As I contemplated the double meaning of Holmes's "pages of history," though, I realized that it takes a truly insightful scholar of civil rights, immigration, and education law like Michael A. Olivas to document the underappreciated case of Hernández v. Texas, 347 U.S. 475 (1954). Michael is the editor of Colored Men and Hombres Aquí: Hernández v. Texas and the Emergence of Mexican American Lawyering, a forthcoming collection that represents the first book-length treatment of this landmark civil rights decision. Though overshadowed by the contemporaneous decision in Brown I, Hernández remains one of the leading cases on racially biased jury selection. The book's title comes from Chief Justice Warren's observation that the courthouse at issue in Hernández had "two men's toilets, one unmarked, and the other marked 'Colored Men' and 'Hombres Aquí' ('Men Here')."

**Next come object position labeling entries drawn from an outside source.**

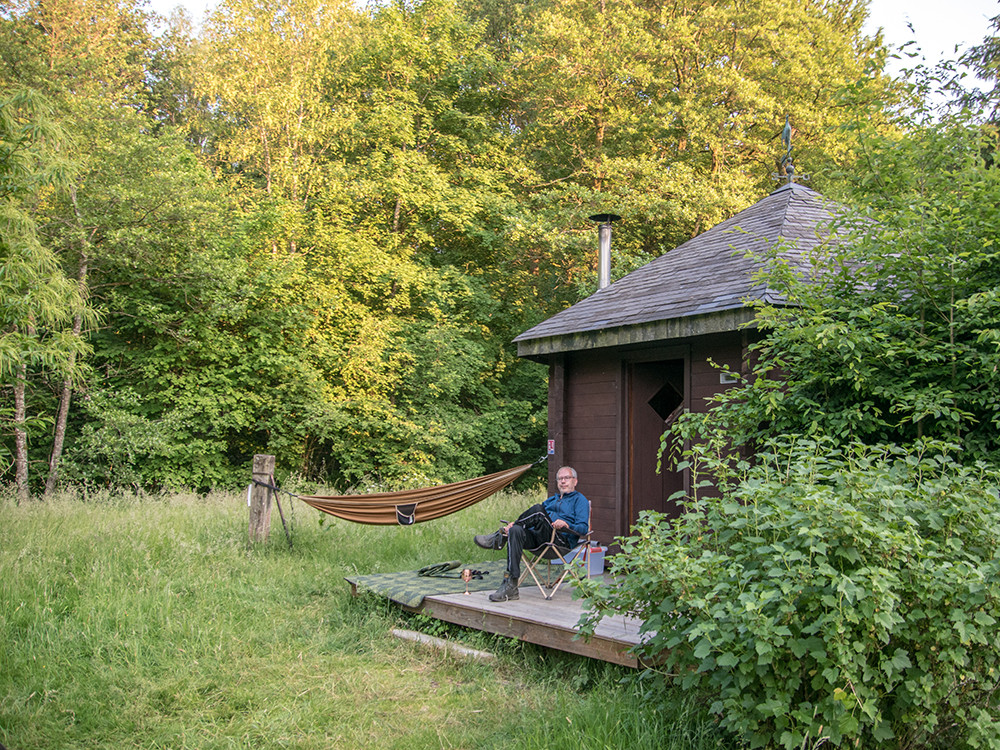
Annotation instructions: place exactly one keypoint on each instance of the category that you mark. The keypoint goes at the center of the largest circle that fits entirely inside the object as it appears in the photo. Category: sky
(938, 25)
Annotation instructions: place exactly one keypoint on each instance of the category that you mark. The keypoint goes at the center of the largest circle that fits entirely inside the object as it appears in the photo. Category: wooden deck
(532, 618)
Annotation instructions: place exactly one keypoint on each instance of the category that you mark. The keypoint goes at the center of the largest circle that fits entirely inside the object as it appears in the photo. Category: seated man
(568, 512)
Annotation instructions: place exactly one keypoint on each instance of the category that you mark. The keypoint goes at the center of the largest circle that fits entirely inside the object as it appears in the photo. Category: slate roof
(708, 274)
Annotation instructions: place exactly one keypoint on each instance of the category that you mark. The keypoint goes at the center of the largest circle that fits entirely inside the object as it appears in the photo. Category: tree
(36, 299)
(669, 114)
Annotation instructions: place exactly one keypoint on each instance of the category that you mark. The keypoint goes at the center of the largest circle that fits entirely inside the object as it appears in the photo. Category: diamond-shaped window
(666, 400)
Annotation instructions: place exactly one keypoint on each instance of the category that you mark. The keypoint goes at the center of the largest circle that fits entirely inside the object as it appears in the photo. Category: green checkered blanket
(410, 587)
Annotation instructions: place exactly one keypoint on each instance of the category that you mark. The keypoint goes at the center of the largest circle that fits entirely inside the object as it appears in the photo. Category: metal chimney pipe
(604, 247)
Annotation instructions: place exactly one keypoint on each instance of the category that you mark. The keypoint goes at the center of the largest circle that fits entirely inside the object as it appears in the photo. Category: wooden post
(260, 498)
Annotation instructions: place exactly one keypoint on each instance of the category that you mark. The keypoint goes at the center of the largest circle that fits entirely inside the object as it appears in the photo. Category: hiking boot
(507, 591)
(496, 540)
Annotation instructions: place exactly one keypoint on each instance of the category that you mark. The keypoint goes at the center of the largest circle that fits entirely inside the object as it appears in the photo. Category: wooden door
(656, 395)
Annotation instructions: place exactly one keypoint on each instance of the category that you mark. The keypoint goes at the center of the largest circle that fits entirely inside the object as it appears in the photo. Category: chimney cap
(604, 218)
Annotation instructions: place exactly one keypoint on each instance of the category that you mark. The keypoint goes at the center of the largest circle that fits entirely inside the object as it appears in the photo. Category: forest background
(312, 230)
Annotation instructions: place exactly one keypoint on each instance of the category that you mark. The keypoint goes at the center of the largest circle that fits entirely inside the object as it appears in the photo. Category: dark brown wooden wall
(588, 414)
(591, 418)
(723, 349)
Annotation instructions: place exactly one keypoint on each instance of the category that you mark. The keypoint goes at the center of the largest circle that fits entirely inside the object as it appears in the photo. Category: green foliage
(142, 621)
(323, 249)
(893, 335)
(828, 594)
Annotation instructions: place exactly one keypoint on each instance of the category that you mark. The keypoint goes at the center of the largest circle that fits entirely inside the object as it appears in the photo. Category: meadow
(149, 622)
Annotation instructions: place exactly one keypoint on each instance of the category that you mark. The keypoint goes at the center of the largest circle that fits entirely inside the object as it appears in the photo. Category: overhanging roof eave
(653, 332)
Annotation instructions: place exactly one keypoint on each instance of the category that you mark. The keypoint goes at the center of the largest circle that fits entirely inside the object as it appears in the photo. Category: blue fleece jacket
(574, 509)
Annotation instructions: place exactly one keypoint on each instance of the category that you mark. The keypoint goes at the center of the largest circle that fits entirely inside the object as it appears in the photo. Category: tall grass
(150, 623)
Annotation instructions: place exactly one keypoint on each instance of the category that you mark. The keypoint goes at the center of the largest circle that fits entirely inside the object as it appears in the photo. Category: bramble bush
(828, 595)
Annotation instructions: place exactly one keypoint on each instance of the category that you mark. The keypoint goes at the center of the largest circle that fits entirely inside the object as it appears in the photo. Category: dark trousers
(531, 529)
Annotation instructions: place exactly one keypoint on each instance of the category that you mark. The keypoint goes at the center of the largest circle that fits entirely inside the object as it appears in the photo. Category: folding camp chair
(555, 555)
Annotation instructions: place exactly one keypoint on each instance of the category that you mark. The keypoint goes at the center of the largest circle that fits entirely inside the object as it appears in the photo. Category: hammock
(407, 507)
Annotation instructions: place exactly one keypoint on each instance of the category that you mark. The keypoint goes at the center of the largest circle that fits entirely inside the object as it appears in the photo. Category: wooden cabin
(624, 362)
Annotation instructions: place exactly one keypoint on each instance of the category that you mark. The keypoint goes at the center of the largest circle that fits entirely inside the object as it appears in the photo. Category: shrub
(828, 596)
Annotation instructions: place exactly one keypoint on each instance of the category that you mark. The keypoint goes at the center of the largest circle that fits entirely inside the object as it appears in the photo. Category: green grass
(150, 623)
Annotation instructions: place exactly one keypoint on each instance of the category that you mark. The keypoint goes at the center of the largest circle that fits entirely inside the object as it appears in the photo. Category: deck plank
(550, 623)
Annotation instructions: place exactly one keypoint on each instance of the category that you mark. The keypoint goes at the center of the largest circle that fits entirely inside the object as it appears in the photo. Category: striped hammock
(407, 507)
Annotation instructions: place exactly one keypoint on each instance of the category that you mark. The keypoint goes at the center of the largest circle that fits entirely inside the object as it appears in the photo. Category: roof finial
(786, 170)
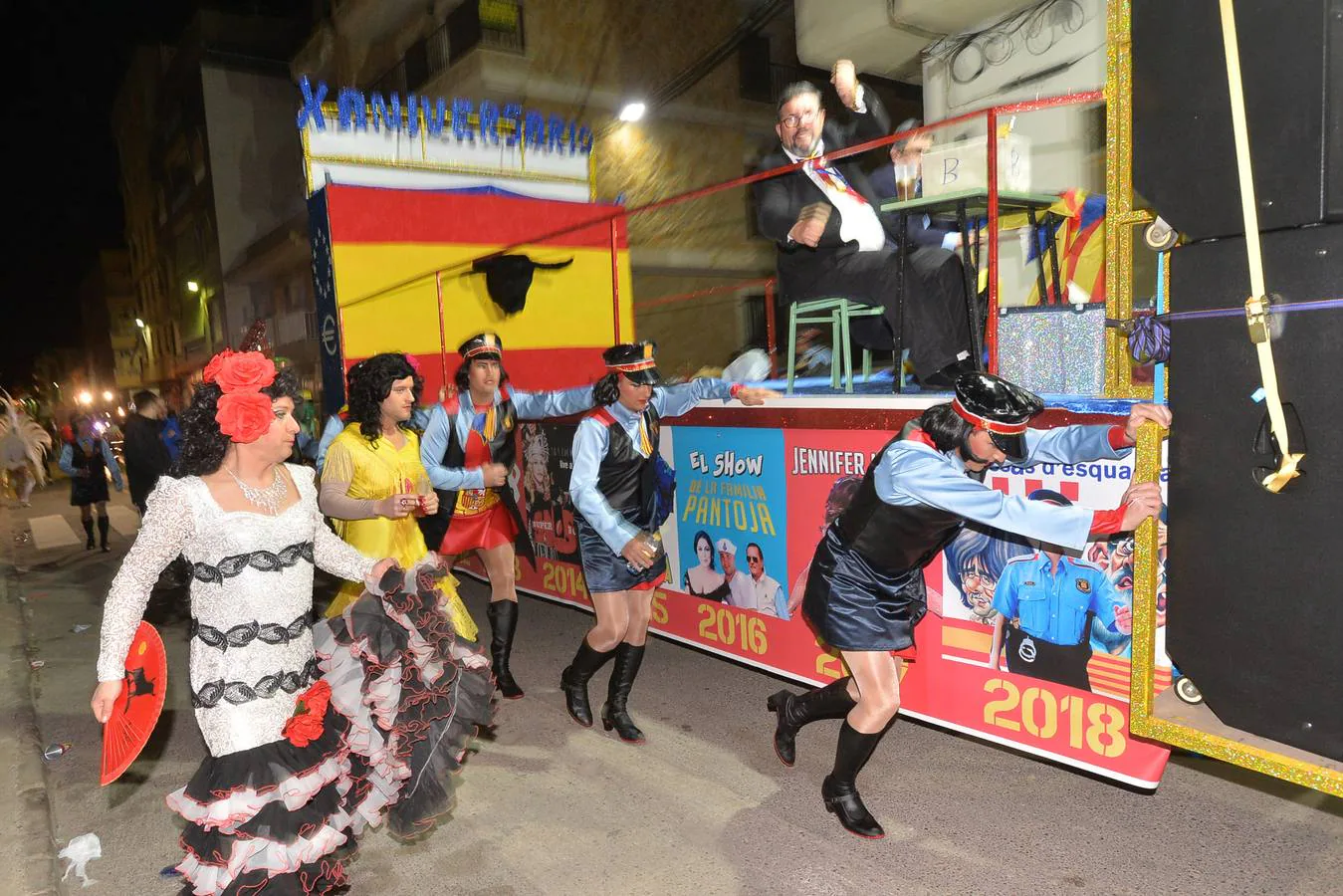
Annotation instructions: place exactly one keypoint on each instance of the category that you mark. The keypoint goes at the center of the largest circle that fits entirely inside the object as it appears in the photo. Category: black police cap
(481, 345)
(1004, 408)
(637, 360)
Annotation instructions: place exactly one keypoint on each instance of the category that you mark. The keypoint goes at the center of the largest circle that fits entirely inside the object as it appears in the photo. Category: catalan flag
(385, 245)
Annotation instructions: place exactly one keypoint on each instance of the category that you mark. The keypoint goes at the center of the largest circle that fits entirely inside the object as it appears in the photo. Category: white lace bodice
(251, 600)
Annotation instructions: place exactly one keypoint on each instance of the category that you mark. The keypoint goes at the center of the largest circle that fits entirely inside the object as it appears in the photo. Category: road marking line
(53, 533)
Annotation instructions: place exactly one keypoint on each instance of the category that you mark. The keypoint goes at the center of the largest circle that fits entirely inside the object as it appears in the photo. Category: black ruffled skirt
(270, 818)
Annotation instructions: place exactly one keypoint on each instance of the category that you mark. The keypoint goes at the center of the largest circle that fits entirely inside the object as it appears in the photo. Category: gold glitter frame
(1119, 303)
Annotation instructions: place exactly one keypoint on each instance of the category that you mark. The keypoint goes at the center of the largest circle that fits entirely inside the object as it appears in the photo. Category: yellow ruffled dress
(377, 470)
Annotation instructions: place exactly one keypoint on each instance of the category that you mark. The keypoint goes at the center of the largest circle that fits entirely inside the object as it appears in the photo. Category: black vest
(503, 450)
(624, 477)
(895, 539)
(93, 462)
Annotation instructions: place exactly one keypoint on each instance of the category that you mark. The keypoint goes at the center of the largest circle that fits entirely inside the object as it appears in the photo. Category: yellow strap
(1255, 307)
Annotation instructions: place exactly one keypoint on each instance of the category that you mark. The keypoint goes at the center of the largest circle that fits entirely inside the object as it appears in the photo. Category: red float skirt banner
(753, 504)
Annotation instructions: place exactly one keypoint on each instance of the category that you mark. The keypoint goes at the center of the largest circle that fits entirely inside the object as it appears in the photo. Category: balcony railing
(293, 327)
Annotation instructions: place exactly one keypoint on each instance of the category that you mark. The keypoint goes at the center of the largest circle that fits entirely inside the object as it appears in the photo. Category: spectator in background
(170, 434)
(704, 580)
(144, 450)
(767, 592)
(833, 241)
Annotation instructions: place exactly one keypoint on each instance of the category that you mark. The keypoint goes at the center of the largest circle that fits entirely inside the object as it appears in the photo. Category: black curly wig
(203, 445)
(369, 387)
(464, 383)
(947, 429)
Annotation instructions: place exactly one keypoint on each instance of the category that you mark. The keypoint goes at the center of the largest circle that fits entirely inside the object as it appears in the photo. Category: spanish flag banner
(402, 280)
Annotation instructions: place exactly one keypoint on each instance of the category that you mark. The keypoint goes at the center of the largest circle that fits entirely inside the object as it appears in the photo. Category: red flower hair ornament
(245, 416)
(243, 412)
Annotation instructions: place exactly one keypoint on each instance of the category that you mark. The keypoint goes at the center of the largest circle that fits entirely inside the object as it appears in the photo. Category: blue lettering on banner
(527, 126)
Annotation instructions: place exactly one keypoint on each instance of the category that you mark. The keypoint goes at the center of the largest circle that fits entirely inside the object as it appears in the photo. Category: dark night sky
(64, 64)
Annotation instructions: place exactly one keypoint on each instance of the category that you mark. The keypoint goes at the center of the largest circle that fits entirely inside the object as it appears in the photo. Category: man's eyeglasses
(792, 121)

Meanwhile, prominent antitrust scholar Spencer Weber Waller has delivered the first full-length biography of Thurman Arnold. Perhaps best known today as one of the founders of Arnold & Porter, Arnold was in fact one of the twentieth century's greatest legal factotums, a lawyer who made his mark as a small-town lawyer, an elected politician, a law professor, a law school dean, head of the Antitrust Division, a D.C. Circuit Judge, and a civil rights warrior during the McCarthy era. So varied a life in law demands a versatile biographer, and Spencer has certainly proved worthy of the challenge.